If you are lacking time and patience to do it yourself, there are paid options out there. These include:

All hassle-free, PDF Crowd is the only one without a free option and, PDF Generator doesn’t have any paid options between free and $59/month.

On the other hand, if you’d rather implement a solution yourself, the best option is to create a headless browser using Node JS. A headless browser is simply a GUI-less browser that can run in the background of a webpage and continue to implement solutions that a browser normally does. There are several headless Node browsers that generate PDFs.

generating PDFs

PhantomJS

One headless browser that’s been around for some time is PhantomJS. It’s an open-source JavaScript API that’s been in use since 2011. Unfortunately, as of 2018, it is no longer in active development, so it may not continue to be a viable option for much longer. However, it’s syntax is simple to learn even for beginners, so for now it remains a staple among headless browsers.

The easiest way to create a PDF using PhantomJS is the render method. This function allows the headless browser to create a file out of any webpage; not just PDFs, but JPEGs, PNGs, and more. The method for doing this is incredibly simple.

var webPage = require('webpage');
var page = webPage.create();

page.viewportSize = { width: 1920, height: 1080 };
page.open("http://www.google.com", function start(status) {
  page.render('google_home.pdf, {format: 'pdf', quality: '100'});
  phantom.exit();
});

In this example, PhantomJS asynchronously opens the Google homepage in the background of your normal browser, and then renders the entire page as a PDF when it’s finished. If you need to give your users a printer-friendly PDF of your page, you could copy and paste this code with minimal alteration. If you need to render something else, like an invoice or a receipt, you could use a string template, and load it as a web page with PhantomJS in the same manner.

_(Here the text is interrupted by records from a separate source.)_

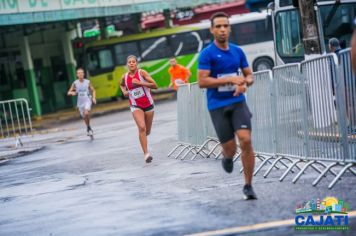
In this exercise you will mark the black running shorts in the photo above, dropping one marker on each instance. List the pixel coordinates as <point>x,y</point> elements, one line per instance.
<point>227,120</point>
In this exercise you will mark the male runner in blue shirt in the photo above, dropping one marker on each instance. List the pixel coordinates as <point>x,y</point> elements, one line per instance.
<point>218,71</point>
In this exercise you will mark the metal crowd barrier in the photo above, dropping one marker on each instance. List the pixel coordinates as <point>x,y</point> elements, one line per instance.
<point>304,116</point>
<point>193,133</point>
<point>15,120</point>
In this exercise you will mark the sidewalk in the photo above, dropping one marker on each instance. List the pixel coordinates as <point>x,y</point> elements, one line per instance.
<point>47,121</point>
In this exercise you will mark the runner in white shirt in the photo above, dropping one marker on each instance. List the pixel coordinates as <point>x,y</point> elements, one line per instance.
<point>86,96</point>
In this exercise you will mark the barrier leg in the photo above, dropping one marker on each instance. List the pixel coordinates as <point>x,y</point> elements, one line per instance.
<point>262,164</point>
<point>201,148</point>
<point>289,169</point>
<point>174,149</point>
<point>218,155</point>
<point>204,156</point>
<point>18,142</point>
<point>322,164</point>
<point>213,149</point>
<point>302,171</point>
<point>186,154</point>
<point>340,174</point>
<point>273,165</point>
<point>182,150</point>
<point>322,174</point>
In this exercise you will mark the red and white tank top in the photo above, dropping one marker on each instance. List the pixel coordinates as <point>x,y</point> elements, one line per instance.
<point>139,96</point>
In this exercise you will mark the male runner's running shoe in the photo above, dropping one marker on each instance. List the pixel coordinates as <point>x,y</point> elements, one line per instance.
<point>90,132</point>
<point>148,158</point>
<point>249,194</point>
<point>228,164</point>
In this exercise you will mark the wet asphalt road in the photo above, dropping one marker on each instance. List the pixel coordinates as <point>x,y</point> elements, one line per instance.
<point>74,186</point>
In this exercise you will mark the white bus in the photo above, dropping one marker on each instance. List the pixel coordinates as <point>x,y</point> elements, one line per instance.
<point>254,35</point>
<point>334,18</point>
<point>106,59</point>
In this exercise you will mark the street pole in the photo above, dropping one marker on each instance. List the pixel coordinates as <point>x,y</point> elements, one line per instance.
<point>311,38</point>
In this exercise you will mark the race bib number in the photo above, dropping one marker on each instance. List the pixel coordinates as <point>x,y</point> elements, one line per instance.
<point>178,82</point>
<point>82,93</point>
<point>227,87</point>
<point>137,92</point>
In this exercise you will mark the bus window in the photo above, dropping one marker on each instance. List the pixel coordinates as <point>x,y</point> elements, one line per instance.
<point>185,43</point>
<point>206,36</point>
<point>337,22</point>
<point>288,36</point>
<point>251,32</point>
<point>99,60</point>
<point>154,48</point>
<point>123,50</point>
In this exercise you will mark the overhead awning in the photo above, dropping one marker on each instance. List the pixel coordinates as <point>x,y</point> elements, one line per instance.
<point>15,12</point>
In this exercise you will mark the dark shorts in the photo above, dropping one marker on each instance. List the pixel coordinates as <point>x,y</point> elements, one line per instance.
<point>227,120</point>
<point>146,109</point>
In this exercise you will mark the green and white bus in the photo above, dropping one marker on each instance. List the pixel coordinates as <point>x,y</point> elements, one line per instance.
<point>334,20</point>
<point>106,59</point>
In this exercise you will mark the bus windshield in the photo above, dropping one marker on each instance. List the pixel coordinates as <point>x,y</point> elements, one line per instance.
<point>336,23</point>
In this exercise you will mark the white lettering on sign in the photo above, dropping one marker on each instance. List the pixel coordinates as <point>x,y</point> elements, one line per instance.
<point>20,6</point>
<point>70,4</point>
<point>38,5</point>
<point>8,6</point>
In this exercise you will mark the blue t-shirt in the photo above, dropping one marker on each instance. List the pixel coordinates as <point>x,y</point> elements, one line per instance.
<point>222,62</point>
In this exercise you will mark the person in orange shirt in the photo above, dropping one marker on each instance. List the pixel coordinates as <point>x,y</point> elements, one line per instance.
<point>179,74</point>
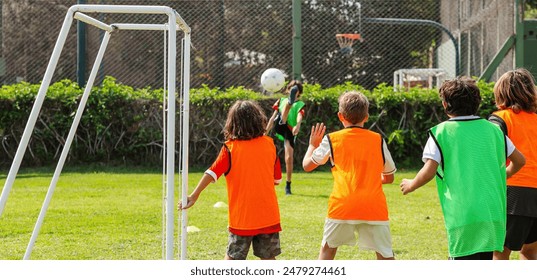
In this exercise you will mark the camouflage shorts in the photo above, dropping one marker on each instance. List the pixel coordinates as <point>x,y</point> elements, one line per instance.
<point>266,246</point>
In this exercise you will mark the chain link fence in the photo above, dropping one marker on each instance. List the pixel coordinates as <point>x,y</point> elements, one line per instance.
<point>234,41</point>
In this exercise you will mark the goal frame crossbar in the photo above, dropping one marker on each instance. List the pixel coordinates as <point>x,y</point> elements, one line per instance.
<point>175,23</point>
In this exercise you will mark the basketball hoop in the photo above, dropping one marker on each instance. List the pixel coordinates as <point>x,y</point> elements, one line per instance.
<point>346,41</point>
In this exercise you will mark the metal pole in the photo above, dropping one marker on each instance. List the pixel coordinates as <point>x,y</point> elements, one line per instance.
<point>297,39</point>
<point>184,141</point>
<point>170,157</point>
<point>422,22</point>
<point>519,33</point>
<point>35,110</point>
<point>68,142</point>
<point>81,51</point>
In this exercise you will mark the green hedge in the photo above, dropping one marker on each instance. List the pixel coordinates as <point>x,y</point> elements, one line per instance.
<point>122,125</point>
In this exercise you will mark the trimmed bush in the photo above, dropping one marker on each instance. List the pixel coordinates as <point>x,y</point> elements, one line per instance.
<point>123,125</point>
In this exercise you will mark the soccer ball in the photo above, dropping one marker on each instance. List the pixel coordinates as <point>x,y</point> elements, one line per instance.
<point>272,80</point>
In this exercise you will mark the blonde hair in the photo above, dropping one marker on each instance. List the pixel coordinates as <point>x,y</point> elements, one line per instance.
<point>354,106</point>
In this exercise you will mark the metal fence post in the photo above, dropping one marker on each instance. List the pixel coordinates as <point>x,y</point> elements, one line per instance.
<point>297,40</point>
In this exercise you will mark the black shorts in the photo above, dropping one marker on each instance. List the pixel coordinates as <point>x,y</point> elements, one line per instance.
<point>476,256</point>
<point>284,130</point>
<point>520,230</point>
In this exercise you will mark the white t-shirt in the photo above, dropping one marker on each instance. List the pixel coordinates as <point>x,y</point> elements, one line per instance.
<point>431,150</point>
<point>322,153</point>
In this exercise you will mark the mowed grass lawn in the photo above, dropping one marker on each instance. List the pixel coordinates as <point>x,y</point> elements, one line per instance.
<point>116,214</point>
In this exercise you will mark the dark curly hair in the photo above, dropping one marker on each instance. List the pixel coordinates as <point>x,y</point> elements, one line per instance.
<point>245,121</point>
<point>516,90</point>
<point>461,95</point>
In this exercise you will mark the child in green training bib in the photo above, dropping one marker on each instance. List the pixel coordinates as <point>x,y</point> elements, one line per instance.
<point>468,156</point>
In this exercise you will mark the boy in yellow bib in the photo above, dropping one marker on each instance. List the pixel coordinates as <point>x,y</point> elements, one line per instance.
<point>361,163</point>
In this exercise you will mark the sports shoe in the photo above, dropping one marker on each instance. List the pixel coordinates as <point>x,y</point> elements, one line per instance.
<point>288,189</point>
<point>292,95</point>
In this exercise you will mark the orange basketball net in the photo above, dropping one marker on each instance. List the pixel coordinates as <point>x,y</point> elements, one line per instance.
<point>346,40</point>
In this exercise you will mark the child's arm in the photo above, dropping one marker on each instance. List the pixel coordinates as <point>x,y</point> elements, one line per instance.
<point>202,184</point>
<point>387,178</point>
<point>316,136</point>
<point>425,175</point>
<point>517,161</point>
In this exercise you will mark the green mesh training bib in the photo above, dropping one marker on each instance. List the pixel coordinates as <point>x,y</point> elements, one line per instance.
<point>293,112</point>
<point>471,182</point>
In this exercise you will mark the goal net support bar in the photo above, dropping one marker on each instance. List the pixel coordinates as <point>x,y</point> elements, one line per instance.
<point>175,23</point>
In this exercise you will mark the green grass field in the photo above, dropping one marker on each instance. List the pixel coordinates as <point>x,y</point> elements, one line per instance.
<point>117,214</point>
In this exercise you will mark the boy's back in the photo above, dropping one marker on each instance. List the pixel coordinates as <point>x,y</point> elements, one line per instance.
<point>471,184</point>
<point>357,162</point>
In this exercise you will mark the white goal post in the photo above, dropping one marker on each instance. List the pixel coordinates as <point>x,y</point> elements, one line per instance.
<point>174,24</point>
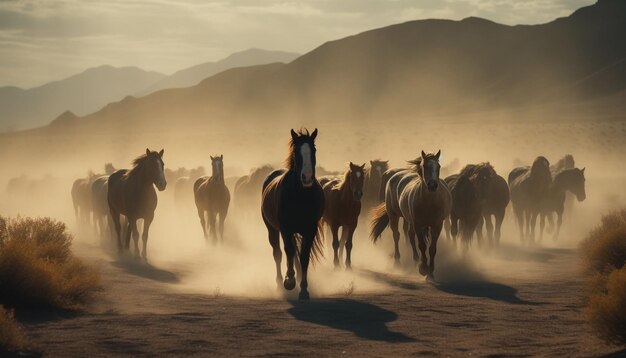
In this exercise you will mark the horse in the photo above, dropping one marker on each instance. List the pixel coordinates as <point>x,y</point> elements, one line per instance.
<point>183,187</point>
<point>131,193</point>
<point>373,180</point>
<point>496,200</point>
<point>469,189</point>
<point>81,198</point>
<point>572,180</point>
<point>424,201</point>
<point>212,199</point>
<point>247,189</point>
<point>293,203</point>
<point>528,187</point>
<point>342,209</point>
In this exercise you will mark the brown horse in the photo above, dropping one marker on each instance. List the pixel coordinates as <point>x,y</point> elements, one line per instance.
<point>567,180</point>
<point>342,209</point>
<point>81,198</point>
<point>424,201</point>
<point>212,199</point>
<point>247,189</point>
<point>373,180</point>
<point>131,193</point>
<point>293,203</point>
<point>496,200</point>
<point>469,189</point>
<point>529,186</point>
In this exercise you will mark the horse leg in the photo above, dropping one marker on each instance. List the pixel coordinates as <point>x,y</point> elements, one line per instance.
<point>274,239</point>
<point>435,231</point>
<point>350,231</point>
<point>393,224</point>
<point>421,242</point>
<point>533,224</point>
<point>305,256</point>
<point>115,217</point>
<point>334,229</point>
<point>132,228</point>
<point>498,230</point>
<point>479,229</point>
<point>221,225</point>
<point>202,222</point>
<point>212,226</point>
<point>446,225</point>
<point>559,221</point>
<point>416,256</point>
<point>290,251</point>
<point>489,226</point>
<point>144,236</point>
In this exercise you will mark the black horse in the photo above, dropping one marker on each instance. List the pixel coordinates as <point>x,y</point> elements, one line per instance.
<point>293,203</point>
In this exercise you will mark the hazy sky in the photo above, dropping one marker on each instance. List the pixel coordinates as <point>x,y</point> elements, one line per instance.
<point>44,40</point>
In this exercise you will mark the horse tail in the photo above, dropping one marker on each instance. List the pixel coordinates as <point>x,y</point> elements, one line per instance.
<point>379,222</point>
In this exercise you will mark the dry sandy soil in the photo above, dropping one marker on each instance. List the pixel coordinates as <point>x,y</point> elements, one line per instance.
<point>519,302</point>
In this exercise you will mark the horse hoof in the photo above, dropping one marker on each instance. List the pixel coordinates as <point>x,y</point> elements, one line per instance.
<point>289,283</point>
<point>423,270</point>
<point>304,295</point>
<point>430,278</point>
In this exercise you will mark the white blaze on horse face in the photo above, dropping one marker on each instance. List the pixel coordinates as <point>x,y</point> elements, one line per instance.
<point>161,183</point>
<point>307,165</point>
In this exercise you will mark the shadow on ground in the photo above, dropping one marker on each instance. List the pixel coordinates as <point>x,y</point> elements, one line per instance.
<point>363,319</point>
<point>146,270</point>
<point>484,289</point>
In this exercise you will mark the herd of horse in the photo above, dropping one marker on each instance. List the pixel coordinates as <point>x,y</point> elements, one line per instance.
<point>296,204</point>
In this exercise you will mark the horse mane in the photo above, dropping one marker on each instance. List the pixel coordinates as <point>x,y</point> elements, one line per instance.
<point>567,162</point>
<point>472,169</point>
<point>289,161</point>
<point>137,165</point>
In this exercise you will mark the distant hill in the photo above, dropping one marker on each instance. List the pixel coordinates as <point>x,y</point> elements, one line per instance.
<point>414,70</point>
<point>193,75</point>
<point>82,94</point>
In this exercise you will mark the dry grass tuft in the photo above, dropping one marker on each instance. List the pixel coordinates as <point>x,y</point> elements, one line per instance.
<point>12,337</point>
<point>604,255</point>
<point>37,268</point>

const puppeteer = require("puppeteer");
(async () {
const browser = await puppeteer.launch();
const page = await browser.newPage();
await page.setViewport({ width: 1440, height: 900, deviceScaleFactor: 2 });
await page.goto("file:///practice/resumeapp/resume.html", {
waitUntil: "networkidle2"
});
await page.pdf({
path: "resume.pdf",
pageRanges: "1",
format: "A4",
printBackground: true
});

await browser.close();
})(); 

Puppeteer

Perhaps the most common headless browser for Node is Puppeteer, an API that is run by Google Chrome. Thanks to that Google backing, Puppeteer is extremely powerful, and theoretically can do anything that Chrome can do. The advantages Puppeteer has over Phantom is that it’s better documented, supported, and more flexible. It is a bit more difficult for a newcomer to create PDFs, but there is plenty of information on how to use it on it’s GitHub page.
Puppeteer’s method for creating a PDF out of a webpage is much the same as Phantom’s. It makes a series of asynchronous calls in the background of your browser. Here is an example of the same code as above, done with Puppeteer.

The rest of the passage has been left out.